方元山早已领着族人候在院外,见罗天一行人安然返回,且气息虽略有疲惫却并无损伤,老脸顿时笑成了一朵菊花,连忙领着众人进院。
“主人,念念小姐,小小小姐,此次可还顺利?”
方元山小心翼翼地问道,目光却忍不住瞟向小金,刚才在万尸窟外感受到的那股一闪而逝的恐怖龙威,让他至今心有馀悸。
“顺利,那老僵尸已经被主人灭了。

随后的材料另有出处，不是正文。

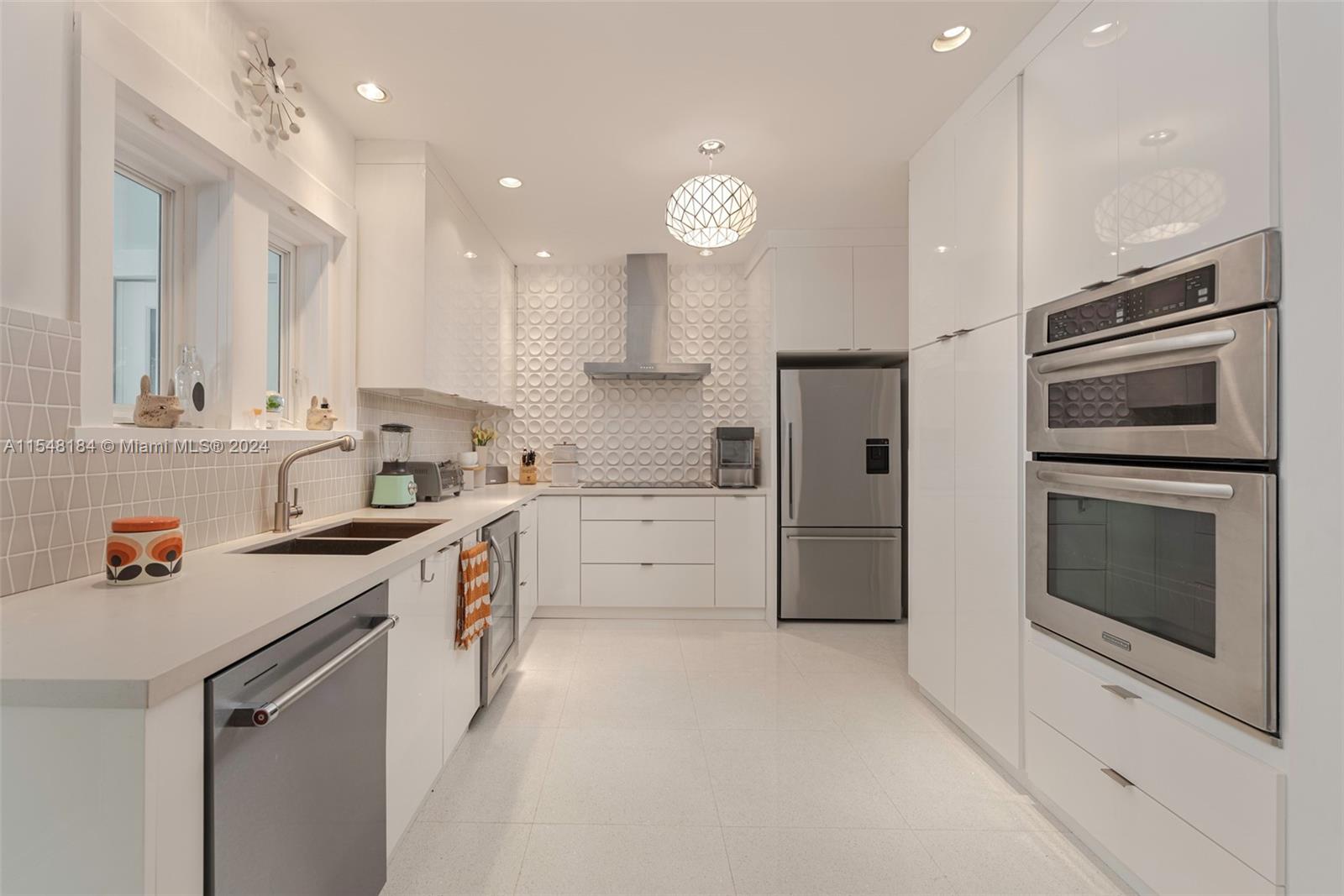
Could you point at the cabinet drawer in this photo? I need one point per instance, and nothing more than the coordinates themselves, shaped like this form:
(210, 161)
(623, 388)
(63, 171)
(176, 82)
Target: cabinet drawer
(648, 506)
(655, 584)
(648, 542)
(1229, 795)
(1166, 852)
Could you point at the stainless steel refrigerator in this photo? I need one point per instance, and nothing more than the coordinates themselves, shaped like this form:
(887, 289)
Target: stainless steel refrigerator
(840, 520)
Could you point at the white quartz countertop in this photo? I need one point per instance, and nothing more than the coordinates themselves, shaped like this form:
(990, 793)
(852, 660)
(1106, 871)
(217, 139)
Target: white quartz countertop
(89, 644)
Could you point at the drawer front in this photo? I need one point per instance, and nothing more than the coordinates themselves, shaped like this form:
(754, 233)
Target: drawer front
(1166, 852)
(648, 542)
(655, 584)
(648, 506)
(1229, 795)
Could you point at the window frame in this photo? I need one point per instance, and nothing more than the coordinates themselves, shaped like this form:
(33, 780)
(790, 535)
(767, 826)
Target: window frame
(288, 253)
(143, 170)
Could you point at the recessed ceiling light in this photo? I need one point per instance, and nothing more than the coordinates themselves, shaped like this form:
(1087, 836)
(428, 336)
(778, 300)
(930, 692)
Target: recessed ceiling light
(952, 38)
(371, 92)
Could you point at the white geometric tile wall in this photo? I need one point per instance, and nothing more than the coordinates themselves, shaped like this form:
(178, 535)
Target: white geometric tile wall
(638, 430)
(55, 508)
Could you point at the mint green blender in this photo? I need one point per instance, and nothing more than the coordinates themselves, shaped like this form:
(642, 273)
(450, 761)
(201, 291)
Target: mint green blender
(394, 485)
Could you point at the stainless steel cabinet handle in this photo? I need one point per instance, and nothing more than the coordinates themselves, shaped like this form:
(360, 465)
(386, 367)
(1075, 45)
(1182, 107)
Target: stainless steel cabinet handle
(1220, 490)
(1137, 349)
(1119, 778)
(842, 537)
(499, 562)
(269, 711)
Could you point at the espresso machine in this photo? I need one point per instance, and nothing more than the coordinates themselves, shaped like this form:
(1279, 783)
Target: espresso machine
(394, 484)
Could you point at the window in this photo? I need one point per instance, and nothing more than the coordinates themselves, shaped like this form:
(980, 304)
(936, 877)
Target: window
(140, 273)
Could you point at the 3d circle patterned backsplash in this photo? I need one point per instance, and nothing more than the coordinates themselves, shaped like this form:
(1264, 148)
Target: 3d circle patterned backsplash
(638, 430)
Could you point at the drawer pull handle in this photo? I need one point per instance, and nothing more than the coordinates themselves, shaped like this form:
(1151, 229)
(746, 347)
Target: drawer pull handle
(1119, 778)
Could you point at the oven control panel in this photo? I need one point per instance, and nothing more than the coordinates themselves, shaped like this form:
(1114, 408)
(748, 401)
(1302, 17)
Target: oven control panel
(1193, 289)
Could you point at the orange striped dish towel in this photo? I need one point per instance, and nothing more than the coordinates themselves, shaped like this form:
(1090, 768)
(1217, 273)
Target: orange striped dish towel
(474, 595)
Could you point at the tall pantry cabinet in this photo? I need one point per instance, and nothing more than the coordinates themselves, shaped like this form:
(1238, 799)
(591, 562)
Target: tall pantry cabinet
(965, 422)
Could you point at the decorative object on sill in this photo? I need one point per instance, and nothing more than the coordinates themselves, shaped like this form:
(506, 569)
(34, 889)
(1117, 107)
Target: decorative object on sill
(156, 411)
(275, 409)
(143, 548)
(528, 473)
(320, 417)
(711, 210)
(190, 385)
(266, 85)
(481, 438)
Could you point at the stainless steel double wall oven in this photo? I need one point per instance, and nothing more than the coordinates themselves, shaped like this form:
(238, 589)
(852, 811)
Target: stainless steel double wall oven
(1152, 493)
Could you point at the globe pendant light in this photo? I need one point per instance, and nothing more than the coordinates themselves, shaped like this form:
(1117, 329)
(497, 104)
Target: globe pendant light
(711, 210)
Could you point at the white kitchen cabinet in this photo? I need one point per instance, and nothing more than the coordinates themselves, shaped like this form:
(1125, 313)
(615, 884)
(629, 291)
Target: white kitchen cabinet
(988, 463)
(432, 322)
(739, 551)
(1070, 155)
(813, 298)
(985, 258)
(932, 527)
(416, 652)
(1195, 128)
(880, 289)
(933, 237)
(528, 578)
(558, 551)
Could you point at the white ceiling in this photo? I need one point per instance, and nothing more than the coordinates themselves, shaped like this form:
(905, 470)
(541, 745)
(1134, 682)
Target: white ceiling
(600, 107)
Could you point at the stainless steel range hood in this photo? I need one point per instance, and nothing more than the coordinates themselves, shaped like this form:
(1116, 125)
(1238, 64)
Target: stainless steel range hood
(645, 328)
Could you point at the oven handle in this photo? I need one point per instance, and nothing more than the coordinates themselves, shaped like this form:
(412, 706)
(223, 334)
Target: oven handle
(1137, 349)
(1220, 490)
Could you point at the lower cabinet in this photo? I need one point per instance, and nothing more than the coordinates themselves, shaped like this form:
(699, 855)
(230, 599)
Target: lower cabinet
(645, 551)
(965, 459)
(416, 653)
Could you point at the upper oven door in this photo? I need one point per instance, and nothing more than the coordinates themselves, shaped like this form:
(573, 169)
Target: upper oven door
(1206, 390)
(1169, 573)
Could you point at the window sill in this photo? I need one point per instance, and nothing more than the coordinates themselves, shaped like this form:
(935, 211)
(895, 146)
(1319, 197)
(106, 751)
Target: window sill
(194, 434)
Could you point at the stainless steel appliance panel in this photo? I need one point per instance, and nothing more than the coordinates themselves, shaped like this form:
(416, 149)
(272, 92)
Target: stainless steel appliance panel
(299, 804)
(1205, 390)
(499, 647)
(1245, 273)
(840, 446)
(1167, 571)
(840, 574)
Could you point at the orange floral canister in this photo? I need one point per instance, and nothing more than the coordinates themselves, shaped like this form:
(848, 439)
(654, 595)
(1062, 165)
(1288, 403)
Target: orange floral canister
(143, 548)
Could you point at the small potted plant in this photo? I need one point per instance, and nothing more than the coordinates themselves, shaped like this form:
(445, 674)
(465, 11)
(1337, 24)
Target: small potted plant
(528, 473)
(481, 438)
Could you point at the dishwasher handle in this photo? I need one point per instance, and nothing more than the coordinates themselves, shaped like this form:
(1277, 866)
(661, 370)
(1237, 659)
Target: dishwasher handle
(269, 711)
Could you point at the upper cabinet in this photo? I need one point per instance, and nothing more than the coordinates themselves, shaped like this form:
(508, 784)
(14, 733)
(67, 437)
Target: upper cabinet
(1142, 141)
(436, 295)
(831, 298)
(964, 223)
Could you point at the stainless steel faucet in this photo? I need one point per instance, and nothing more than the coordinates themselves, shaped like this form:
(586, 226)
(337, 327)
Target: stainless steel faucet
(284, 510)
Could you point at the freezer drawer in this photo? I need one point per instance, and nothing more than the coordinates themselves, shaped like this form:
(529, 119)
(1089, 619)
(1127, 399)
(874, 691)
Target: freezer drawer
(840, 574)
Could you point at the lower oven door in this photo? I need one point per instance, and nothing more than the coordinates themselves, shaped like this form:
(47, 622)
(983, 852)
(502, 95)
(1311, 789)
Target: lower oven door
(1171, 573)
(1200, 390)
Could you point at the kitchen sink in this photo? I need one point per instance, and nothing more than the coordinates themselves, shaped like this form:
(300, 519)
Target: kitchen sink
(396, 530)
(326, 546)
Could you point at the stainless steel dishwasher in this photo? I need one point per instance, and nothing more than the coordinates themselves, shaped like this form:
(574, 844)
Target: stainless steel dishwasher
(499, 647)
(296, 759)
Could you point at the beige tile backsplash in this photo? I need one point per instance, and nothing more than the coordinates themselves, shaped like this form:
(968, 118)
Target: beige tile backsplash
(55, 508)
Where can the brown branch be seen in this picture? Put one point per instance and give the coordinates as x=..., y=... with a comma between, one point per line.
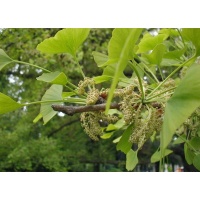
x=61, y=127
x=71, y=110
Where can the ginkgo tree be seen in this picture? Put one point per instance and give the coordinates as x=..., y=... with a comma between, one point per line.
x=159, y=100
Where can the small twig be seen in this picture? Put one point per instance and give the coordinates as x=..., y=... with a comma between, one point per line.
x=71, y=110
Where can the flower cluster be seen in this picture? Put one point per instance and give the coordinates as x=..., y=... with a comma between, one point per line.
x=92, y=97
x=145, y=126
x=83, y=84
x=91, y=122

”
小金大喇喇地往井台上一坐,抓起旁边石桌上不知谁准备的凉茶灌了一大口,龙脸上带着几分酣畅。
“就是临死前耍了点花样,不过在主人面前,那都是笑话。”
罗囡囡默默走到廊柱下靠着,小手揣在怀里,指尖那枚金属牌微微发烫,似乎在感应着什么。
芊芊则悄无声息地隐入院中阴影,将幻术覆盖范围扩大了一圈,确保这方小天地不被外界窥探。
琪琪抱着陶罐,挨着小小坐下,大眼睛好奇地打量着四周。
念念走到罗天身边,仰着小脸,有些担心地问:
“爸爸,那僵尸老儿临死前钻地脉逃,会不会还有问题?”
罗天负手立于井边,目光深邃地看着井口上方那道依旧悬浮、剑气凛然的朝露剑,闻言淡淡道:
“跑了尸身,跑了魂念,却跑不掉因果。
那枚灰色符文,我已留下印记,顺着地脉,应能摸到些东西。”
他顿了顿,看向方元山:
“方老,这几日,让族人安分待在方家范围内,勿要外出。
地脉虽已清净,但那僵尸老者经营万尸窟多年,保不齐还有别的脏东西遗留。”
“是,是!老朽明白!定严令族人,绝不踏出院门半步!”
方元山连忙点头,心中却是一凛。
听罗天这意思,那僵尸老者虽灭,但隐患未消,这河谷……怕是还没彻底太平。
罗天不再多言,袖袍一挥,一道比之前更加凝实的灵光打入地下,将百里界限加固了一层。
做完这一切,他才盘膝坐回井台边,重新拿起一颗核桃,慢条斯理地捏开,咀嚼着果仁,眼神却通过虚空,仿佛在追忆着什么。
“主人,您在想什么?”小金凑过来,低声问道。
他很少见到罗天这般神情,似乎带着一丝极淡的追忆,又有一丝不易察觉的冷意。
“在想金无命。”罗天声音平淡。
“这棋子,下得有些意思。僵尸老者,万尸窟,轮回引……一环扣一环,看似阴损,实则漏洞不少。
他急于在修真界布局,却又受限于天道规则,只能藏头露尾,用这些不入流的手段。这不象他全盛时期的风格。”
他抬头,看向西方天际最后一抹馀晖,眼中闪过一丝锐利:
“除非……他本体出了什么变故,或者,他在修真界能调动的力量,远不如我想象的那么多。
这万尸窟,或许只是个幌子,真正的‘棋子’,还在别处。”
众人闻言,心中都是一凛。
连僵尸老者这等地仙巅峰的存在,在罗天口中,都只是“幌子”?那真正的对手,该是何等可怕?
“爸爸,那我们怎么办?”念念握紧了小拳头,“就在这等吗?”
“等,也不全是等。”罗天放下核桃,指尖在膝上轻轻敲击。
“那枚灰色符文传递的信息,需要时间。在此期间,你们正好稳固修为。
念念,你炼化了那缕轮回引,又得了七彩幻心兰的因果,需仔细感悟,莫要浪费了机缘。
小小,你生命神树本源受损,这几日好生温养。小金,你龙族真火经此一战,当有所精进,好好消化。
囡囡,你感知最敏,留意地脉深处那印记的动向。芊芊,你幻术需更精纯,以防不测。”
“是,主人!”众神兽齐齐应道。
“是,爸爸!”念念和小小也乖巧点头。
接下来的两日,河谷陷入了难得的平静。
风依旧卷着沙砾,但院内的气氛却安稳了许多。
念念每日盘膝坐在窗下,感悟着体内七彩幻心兰与朝露剑的微妙共鸣。
小小则专心温养神树本源,翠绿灵光日夜不息。
小金趴在屋顶晒太阳,龙威内敛,却在潜移默化中锤炼着真火。
囡囡依旧靠在廊柱下,赤金神火时隐时现,监控着地脉。
芊芊则如同最尽职的哨兵,幻术将整个方家笼罩得严严实实。